John Reade: That is where the advice of an attorney who does a lot of bankruptcy work comes into play. Sometimes after explaining a Chapter 13 repayment plan to a person they may realize there is no economic benefit if they filed a Chapter 13. However, sometimes there may not be a benefit to filing a Chapter 13 over a Chapter 7.  In addition, there may be non bankruptcy alternatives, to filing a Chapter 13, that may be more beneficial, such as negotiating lump sum discounts with creditors. A potential bankruptcy client needs to be aware of not only what the bankruptcy alternatives are, but what the non-bankruptcy alternatives are so they can decide which alternative would be in their best financial interest.

A Chapter 7 Bankruptcy Is Finished In Usually 90 to 120 Days After It Is Filed; A Chapter 13 Lasts for 3 to 5 Years.

Interviewer: In terms of the process, how long does a Chapter 7 versus a Chapter 13 take?

John Reade: A Chapter 7 will normally take about 90 to 120 days from the date it is filed until a person receives their discharge and their case is closed. A Chapter 13 will normally take three to five years.

Interviewer: If circumstances dictate which bankruptcy to file, are there also strategies involved in the process?

A Chapter 13 Bankruptcy Is For People That Exceed the “Median Income,” Based on the Number of People in Their Household

John Reade: Often in a Chapter 13, the determining factor is if a person is at or above the median income for the number of people in their household. The median income is the income from all sources within the six months prior to filing, divided by 6 and multiplied by 12. If a person equals or exceeds the median income, based upon income for all sources within six months prior to filing, that could be forced to file a Chapter 13 rather than a Chapter 7.
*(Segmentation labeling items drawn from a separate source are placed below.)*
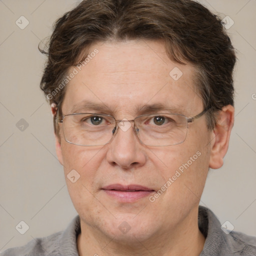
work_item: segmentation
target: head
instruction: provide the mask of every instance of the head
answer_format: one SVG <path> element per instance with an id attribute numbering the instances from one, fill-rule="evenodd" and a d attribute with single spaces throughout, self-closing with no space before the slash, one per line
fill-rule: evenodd
<path id="1" fill-rule="evenodd" d="M 40 88 L 54 104 L 57 154 L 81 220 L 120 240 L 186 229 L 209 168 L 223 164 L 234 122 L 236 56 L 220 19 L 190 0 L 84 0 L 56 22 L 48 54 Z M 105 145 L 76 145 L 58 122 L 88 112 L 134 120 L 160 104 L 188 117 L 207 112 L 182 143 L 163 146 L 142 143 L 132 122 Z M 153 192 L 113 199 L 104 188 L 117 184 Z"/>

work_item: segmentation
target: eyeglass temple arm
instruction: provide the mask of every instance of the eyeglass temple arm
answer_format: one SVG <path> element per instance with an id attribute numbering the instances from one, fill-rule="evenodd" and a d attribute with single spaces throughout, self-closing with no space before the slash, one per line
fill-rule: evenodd
<path id="1" fill-rule="evenodd" d="M 204 111 L 201 112 L 200 113 L 199 113 L 196 116 L 192 116 L 192 118 L 190 118 L 188 120 L 188 122 L 192 122 L 195 119 L 197 119 L 199 118 L 200 118 L 210 108 L 206 108 Z"/>

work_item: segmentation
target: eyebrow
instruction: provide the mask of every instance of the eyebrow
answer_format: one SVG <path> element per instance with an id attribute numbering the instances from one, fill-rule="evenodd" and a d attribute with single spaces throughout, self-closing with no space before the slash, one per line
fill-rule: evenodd
<path id="1" fill-rule="evenodd" d="M 84 111 L 96 111 L 101 112 L 101 114 L 108 113 L 112 116 L 114 115 L 114 112 L 111 110 L 110 108 L 108 107 L 104 103 L 96 103 L 90 100 L 84 100 L 78 104 L 74 105 L 70 109 L 72 114 L 81 112 Z M 138 115 L 156 112 L 159 113 L 160 112 L 183 114 L 184 114 L 184 112 L 186 112 L 186 110 L 182 106 L 167 106 L 162 103 L 146 104 L 144 106 L 140 105 L 136 107 L 134 111 L 135 113 Z"/>

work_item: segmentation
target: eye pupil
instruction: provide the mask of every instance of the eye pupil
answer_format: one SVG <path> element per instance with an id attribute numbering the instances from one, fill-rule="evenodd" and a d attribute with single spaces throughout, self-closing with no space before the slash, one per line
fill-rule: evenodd
<path id="1" fill-rule="evenodd" d="M 100 124 L 102 122 L 102 118 L 100 116 L 92 116 L 90 118 L 92 124 L 96 126 Z"/>
<path id="2" fill-rule="evenodd" d="M 154 123 L 159 126 L 164 123 L 164 116 L 156 116 L 154 118 Z"/>

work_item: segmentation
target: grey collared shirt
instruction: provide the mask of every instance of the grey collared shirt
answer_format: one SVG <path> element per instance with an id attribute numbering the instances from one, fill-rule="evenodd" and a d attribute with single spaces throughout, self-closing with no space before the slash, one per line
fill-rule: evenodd
<path id="1" fill-rule="evenodd" d="M 256 238 L 242 233 L 226 234 L 209 209 L 199 206 L 198 226 L 206 238 L 200 256 L 256 256 Z M 10 248 L 1 256 L 78 256 L 76 238 L 80 232 L 80 218 L 76 216 L 64 231 L 33 240 L 26 246 Z M 100 252 L 96 252 L 100 254 Z"/>

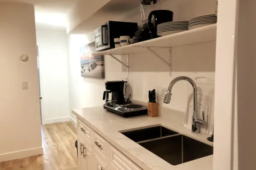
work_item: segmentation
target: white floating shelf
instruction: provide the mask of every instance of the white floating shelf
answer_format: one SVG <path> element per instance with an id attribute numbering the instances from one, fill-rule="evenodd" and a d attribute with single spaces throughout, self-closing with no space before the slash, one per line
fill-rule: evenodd
<path id="1" fill-rule="evenodd" d="M 170 48 L 216 40 L 217 24 L 97 52 L 98 54 L 129 54 L 148 51 L 144 47 Z"/>

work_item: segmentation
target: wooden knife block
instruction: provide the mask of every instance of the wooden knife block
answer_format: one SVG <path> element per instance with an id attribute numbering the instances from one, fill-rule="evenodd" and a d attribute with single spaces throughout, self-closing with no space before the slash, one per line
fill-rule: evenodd
<path id="1" fill-rule="evenodd" d="M 154 117 L 158 116 L 158 103 L 148 102 L 148 115 Z"/>

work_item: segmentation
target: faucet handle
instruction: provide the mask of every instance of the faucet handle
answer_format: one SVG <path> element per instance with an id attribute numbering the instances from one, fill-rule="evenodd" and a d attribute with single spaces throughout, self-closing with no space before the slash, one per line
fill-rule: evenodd
<path id="1" fill-rule="evenodd" d="M 195 120 L 195 123 L 198 125 L 203 126 L 204 123 L 204 111 L 202 112 L 203 115 L 203 120 L 196 119 Z"/>

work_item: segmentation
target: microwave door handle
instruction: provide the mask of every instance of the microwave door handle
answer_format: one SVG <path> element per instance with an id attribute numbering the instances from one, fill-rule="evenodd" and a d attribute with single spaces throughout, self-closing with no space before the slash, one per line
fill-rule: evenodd
<path id="1" fill-rule="evenodd" d="M 102 26 L 102 45 L 108 45 L 108 44 L 105 44 L 104 42 L 103 42 L 103 27 L 108 28 L 108 26 Z M 106 35 L 106 31 L 105 31 L 105 35 Z M 105 37 L 105 38 L 106 37 Z"/>

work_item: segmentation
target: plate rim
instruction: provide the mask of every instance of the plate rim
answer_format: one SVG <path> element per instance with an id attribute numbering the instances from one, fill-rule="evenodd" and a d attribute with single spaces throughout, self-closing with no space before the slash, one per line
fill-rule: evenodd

Interviewer: It seems that everyone would want to file a Chapter 7 because of the benefits, and it is over far sooner. Or is it not really that clear cut? Are there benefits to a Chapter 13 that are not obvious?

John Reade: Sometimes there are benefits to a Chapter 13. I would say most people, if they financially qualify for a Chapter 7 (i.e. they are below the median income) and due to the much shorter period of time from start to finish, would prefer to file a Chapter 7, as opposed to a Chapter 13.